Analysis of clonal B‐cell CD38 and immunoglobulin variable region sequence status in relation to clinical outcome for B‐chronic lymphocytic leukaemia

Abstract

Recent reports suggest that the expression of germline (GL) Ig variable region heavy‐chain genes (V_H) is a negative prognostic factor for B‐cell chronic lymphocytic leukaemia (B‐CLL) patients and that CLL B‐cell CD38 expression may be a surrogate marker of Ig V_H gene status. Currently, however, the usefulness of this surrogate marker is controversial.
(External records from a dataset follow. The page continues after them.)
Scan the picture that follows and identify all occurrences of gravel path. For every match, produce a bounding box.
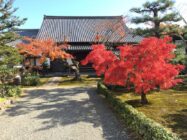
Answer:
[0,87,132,140]
[43,77,62,87]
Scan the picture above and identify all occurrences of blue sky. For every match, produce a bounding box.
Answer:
[14,0,185,28]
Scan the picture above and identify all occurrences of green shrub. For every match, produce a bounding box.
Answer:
[21,73,40,86]
[97,83,180,140]
[0,85,21,97]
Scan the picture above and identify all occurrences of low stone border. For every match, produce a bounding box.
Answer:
[97,82,181,140]
[0,99,13,110]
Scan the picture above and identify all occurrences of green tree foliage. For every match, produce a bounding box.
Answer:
[0,0,26,45]
[130,0,181,37]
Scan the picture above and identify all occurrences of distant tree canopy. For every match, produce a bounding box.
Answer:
[130,0,181,37]
[0,0,26,45]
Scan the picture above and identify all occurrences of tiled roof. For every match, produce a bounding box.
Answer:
[37,16,142,43]
[15,29,39,38]
[6,29,39,46]
[66,45,113,51]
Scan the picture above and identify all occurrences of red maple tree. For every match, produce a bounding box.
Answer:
[17,37,73,69]
[82,37,184,104]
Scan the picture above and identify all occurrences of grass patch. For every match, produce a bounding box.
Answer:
[39,77,49,86]
[21,77,50,88]
[0,97,6,103]
[116,76,187,139]
[59,75,100,86]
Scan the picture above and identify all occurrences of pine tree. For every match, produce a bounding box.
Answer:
[0,0,26,45]
[130,0,181,37]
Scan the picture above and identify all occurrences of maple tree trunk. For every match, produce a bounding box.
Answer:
[141,93,148,105]
[74,68,81,80]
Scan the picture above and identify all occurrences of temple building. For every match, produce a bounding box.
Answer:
[10,16,142,72]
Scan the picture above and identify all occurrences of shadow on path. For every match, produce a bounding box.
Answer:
[2,87,130,140]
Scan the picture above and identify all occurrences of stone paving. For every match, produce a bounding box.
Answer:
[0,77,132,140]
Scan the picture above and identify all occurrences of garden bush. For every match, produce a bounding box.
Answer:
[22,73,40,86]
[0,85,21,97]
[97,82,180,140]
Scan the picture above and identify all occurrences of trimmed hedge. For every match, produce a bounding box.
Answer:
[97,82,181,140]
[0,85,21,97]
[21,73,40,86]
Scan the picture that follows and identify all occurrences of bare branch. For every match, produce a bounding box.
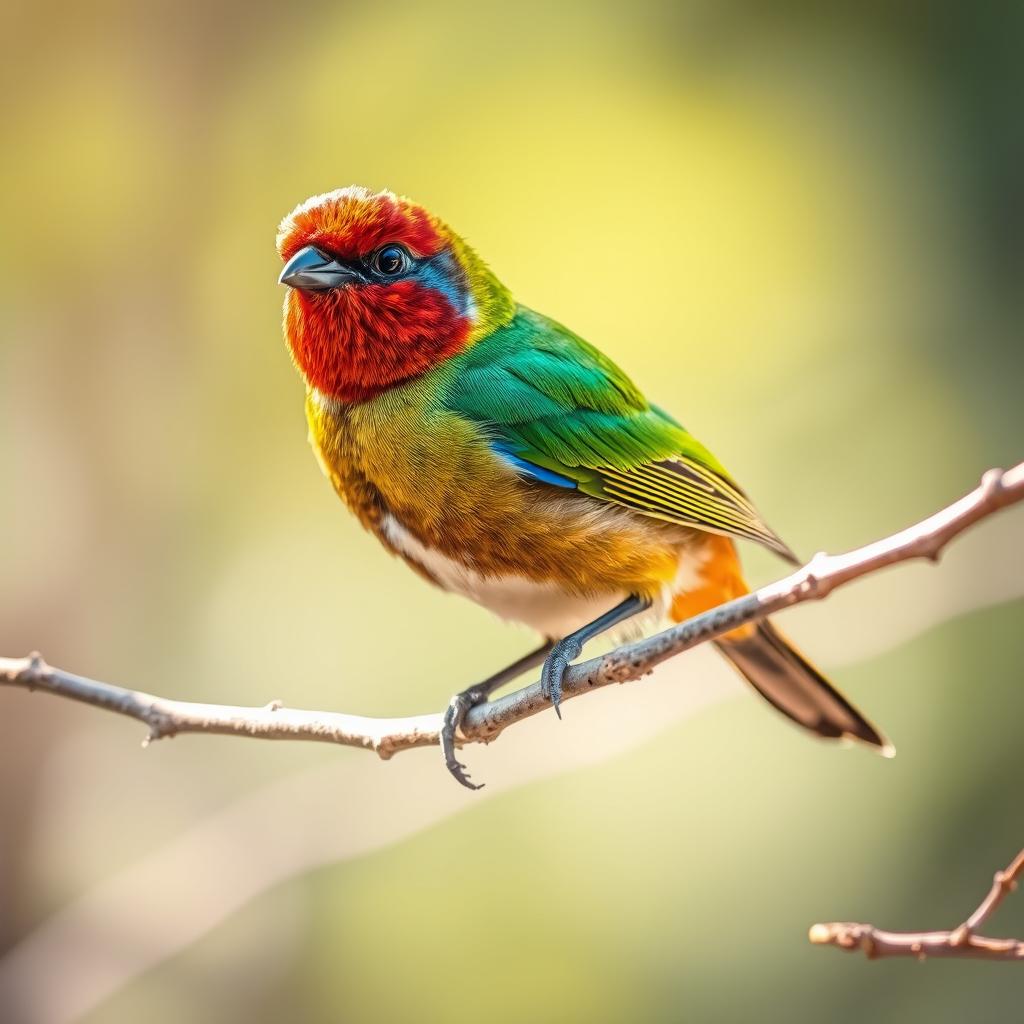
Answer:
[808,850,1024,961]
[0,463,1024,757]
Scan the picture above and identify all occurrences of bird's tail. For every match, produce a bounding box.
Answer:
[717,621,894,757]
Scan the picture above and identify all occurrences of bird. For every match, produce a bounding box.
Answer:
[276,185,892,790]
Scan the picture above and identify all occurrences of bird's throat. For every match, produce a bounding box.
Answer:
[285,282,472,402]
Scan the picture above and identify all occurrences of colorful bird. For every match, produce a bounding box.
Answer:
[278,186,891,788]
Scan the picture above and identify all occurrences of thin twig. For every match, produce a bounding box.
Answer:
[0,463,1024,758]
[808,850,1024,961]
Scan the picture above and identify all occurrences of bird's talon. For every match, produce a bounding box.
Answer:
[541,637,583,720]
[440,689,483,790]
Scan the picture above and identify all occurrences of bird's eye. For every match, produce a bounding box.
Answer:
[371,246,409,278]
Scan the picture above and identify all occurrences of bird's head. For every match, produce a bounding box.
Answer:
[278,186,515,401]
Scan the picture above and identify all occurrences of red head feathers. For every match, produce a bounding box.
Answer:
[278,186,514,401]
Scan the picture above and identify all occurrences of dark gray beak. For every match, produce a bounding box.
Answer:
[278,246,364,292]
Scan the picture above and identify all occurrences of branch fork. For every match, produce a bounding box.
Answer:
[0,463,1024,761]
[808,850,1024,962]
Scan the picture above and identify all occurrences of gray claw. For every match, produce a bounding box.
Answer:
[541,637,583,718]
[440,690,483,790]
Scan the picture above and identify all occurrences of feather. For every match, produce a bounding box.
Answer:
[444,307,797,562]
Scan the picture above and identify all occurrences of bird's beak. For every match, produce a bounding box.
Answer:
[278,246,364,292]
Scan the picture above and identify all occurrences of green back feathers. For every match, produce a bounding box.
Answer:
[444,307,796,561]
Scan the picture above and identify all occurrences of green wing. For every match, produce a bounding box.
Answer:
[444,308,797,562]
Therefore, our goal was to study the ability of CD38 to act as a surrogate marker for Ig V_H somatic mutation (SM), and to identify differences in overall survival (OS), progression‐free survival (PFS) and response in B‐CLL patients based on these two markers. We first assessed the relationship between CD38 expression and Ig V_H status on 131 B‐CLL patients, including 66 patients enrolled in three North Central Cancer Treatment Group Trials. Although the mean percentages of CD38⁺ clonal B cells were significantly higher for patients classified as GL versus SM, CD38 was not a reliable marker for clonal B‐cell SM. Overall, GL patients exhibited significantly shorter OS and PFS times than SM patients. Despite the inability of clonal B‐cell CD38 expression to predict Ig V_H mutation status, patients with ≥ 30% CD38⁺ cells did have shorter PFS and OS times than did CLL patients with < 30% CD38⁺ cells. Thus, the relationship between CD38 expression and Ig V_H mutation status in B‐CLL is not straightforward. Nevertheless, analysis in a co‐operative group clinical trial setting suggests that both B‐cell markers alone or in combination may have clinical usefulness. These data strongly encourage the study of these biological markers as they relate to disease heterogeneity in B‐CLL.